1. Distinguish Consults From Preoperative Visits If you see a new patient and decide that she is a great candidate for surgery, your visit may not be included in the global surgical package. Suppose a gastroenterologist refers a biliary obstruction patient to your practice and asks you to locate the obstruction source and determine potential ways to correct the obstruction. The interventionalist evaluates the patient and schedules her for surgery.
If you truly performed a consultation, and the three Rs (request for your opinion, review of the patient, and report back to the requesting physician) are documented, you should report 99241-99245 for the office visit, says Barbara Rutigliano MS, RT(R), CPC, coding coordinator at Jefferson X-Ray Group PC, the largest radiology private practice group in Connecticut.
If we see a new or established patient and do a full workup and then decide to do surgery, we charge for the office visit on the date of the consult, and we report the surgery on the surgical date, Rutigliano says.
If you see a patient for a level-three outpatient consultation and you perform a transhepatic stent introduction and drainage catheter placement the very next day, you should report 99243-57, 47511 (Introduction of percutaneous transhepatic stent for
internal and external biliary drainage) and 75982 (Percutaneous placement of drainage catheter for combined internal and external biliary drainage or of a drainage stent for internal biliary drainage in patients with an inoperable mechanical biliary obstruction, radiological supervision and interpretation).
2. Determine the Surgical Global Period Dont append modifier -57 to all of your preoperative E/M codes just yet. The interventional radiology codes that carry XXX, zero- or 10-day global periods do not require it. Medicare restricts modifier -57 to major surgeries only, and MCM specifically instructs carriers not to pay for an evaluation and management service billed with the CPT modifier -57 if it was provided on or the day before a procedure with a zero- or 10-day global surgical period.

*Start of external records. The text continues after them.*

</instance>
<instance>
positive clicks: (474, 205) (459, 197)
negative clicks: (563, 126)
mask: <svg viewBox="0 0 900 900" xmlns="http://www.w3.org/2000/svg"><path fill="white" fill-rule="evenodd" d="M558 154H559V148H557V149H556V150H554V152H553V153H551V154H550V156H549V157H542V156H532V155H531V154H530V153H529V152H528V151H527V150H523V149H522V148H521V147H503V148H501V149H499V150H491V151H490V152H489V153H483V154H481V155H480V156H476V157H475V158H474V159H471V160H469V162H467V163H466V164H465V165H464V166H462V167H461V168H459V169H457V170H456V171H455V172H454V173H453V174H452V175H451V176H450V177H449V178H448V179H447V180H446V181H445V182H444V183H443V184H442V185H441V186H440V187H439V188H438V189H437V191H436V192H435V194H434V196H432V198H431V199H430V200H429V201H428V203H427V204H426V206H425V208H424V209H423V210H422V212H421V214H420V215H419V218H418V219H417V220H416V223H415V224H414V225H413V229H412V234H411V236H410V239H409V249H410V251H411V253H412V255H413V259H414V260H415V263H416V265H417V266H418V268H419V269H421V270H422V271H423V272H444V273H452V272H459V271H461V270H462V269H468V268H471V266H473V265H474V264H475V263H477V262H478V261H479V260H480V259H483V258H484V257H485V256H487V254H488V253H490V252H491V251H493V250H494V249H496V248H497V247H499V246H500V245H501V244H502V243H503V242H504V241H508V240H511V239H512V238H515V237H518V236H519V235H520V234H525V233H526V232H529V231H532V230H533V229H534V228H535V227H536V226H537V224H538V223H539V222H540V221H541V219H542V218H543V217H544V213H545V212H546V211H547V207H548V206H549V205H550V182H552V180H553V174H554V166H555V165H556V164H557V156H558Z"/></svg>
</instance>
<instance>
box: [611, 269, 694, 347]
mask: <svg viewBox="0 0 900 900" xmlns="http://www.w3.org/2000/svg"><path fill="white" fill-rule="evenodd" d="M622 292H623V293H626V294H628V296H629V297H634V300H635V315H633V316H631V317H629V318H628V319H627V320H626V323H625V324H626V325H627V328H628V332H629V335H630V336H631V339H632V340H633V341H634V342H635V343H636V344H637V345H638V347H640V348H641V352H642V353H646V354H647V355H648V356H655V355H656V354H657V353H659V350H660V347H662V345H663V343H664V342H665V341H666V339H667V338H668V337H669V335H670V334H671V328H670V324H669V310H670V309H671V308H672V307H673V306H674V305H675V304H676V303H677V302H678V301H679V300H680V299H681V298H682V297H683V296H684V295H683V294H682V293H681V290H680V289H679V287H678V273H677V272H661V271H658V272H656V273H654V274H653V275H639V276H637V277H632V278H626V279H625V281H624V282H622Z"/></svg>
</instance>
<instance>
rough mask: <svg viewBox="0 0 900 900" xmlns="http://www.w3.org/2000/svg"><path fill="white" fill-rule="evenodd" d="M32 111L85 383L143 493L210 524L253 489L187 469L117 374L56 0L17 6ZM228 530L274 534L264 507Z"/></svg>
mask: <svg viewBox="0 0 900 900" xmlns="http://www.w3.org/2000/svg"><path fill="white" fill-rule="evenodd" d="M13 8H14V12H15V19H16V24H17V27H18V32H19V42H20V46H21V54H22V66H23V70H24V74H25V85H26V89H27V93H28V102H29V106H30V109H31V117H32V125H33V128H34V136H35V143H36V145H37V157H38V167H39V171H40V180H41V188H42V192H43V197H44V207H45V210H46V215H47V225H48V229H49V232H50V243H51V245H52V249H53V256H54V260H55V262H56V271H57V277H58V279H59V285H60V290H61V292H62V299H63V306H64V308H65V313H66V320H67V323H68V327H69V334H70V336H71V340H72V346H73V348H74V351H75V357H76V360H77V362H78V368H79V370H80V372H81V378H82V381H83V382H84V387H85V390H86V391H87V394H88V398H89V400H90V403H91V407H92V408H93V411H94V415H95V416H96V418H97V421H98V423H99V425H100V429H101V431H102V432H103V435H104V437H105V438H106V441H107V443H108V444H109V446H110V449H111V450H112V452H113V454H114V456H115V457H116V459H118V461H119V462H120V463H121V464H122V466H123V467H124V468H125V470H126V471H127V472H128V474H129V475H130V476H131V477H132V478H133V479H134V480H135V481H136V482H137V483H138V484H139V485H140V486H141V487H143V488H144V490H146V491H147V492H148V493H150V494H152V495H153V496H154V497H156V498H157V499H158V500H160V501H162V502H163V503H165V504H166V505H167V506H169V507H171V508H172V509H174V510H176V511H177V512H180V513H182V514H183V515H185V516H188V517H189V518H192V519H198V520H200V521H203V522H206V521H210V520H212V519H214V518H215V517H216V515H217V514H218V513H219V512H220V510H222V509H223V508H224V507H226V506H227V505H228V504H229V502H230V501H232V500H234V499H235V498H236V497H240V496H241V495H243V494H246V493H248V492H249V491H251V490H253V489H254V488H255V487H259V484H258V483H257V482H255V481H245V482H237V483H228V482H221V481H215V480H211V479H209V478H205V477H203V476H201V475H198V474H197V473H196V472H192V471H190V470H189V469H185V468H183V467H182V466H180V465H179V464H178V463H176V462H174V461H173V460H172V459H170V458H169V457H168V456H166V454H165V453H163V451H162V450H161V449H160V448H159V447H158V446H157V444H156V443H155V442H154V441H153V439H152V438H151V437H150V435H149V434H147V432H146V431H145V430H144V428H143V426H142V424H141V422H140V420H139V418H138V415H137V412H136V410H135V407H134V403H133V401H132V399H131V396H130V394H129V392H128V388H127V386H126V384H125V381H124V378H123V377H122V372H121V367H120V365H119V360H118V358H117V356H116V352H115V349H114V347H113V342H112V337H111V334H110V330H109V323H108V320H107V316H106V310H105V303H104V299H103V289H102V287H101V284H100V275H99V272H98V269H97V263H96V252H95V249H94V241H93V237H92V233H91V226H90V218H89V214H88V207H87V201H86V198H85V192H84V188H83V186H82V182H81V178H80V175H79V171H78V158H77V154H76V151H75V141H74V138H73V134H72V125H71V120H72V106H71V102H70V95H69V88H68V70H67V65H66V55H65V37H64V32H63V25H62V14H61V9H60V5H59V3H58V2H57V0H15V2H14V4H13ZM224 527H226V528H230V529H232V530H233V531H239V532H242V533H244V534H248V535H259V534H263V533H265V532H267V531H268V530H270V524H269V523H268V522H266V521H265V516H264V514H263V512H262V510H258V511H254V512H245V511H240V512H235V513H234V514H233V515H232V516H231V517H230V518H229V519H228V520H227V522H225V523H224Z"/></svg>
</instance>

Note: See Global Periods XXX and 000 Are Not Synonymous article for more information on differentiating
between global periods.
If you administer a significant, separately identifiable E/M service on the same date as a minor procedure, including those with zero- or 10-day global periods, you should append modifier -25 (Significant, separately identifiable evaluation and management service by the same physician on the same day of the procedure or other service) to the E/M code instead of modifier -57.
Avoid the Usual Modifiers
We often see patients to determine whether they are good candidates for uterine artery embolizations (37204, Transcatheter occlusion or embolization [e.g., for tumor destruction, to achieve hemostasis, to occlude a vascular malformation], percutaneous, any method, noncentral nervous system, non-head or neck; and 75894, Transcatheter therapy, embolization, any method, radiological supervision and interpretation), says Dave Wiliford, coding supervisor at Radiology Associates in Richmond, Va. "The radiologist discusses the surgery with the patient, and they schedule the procedure."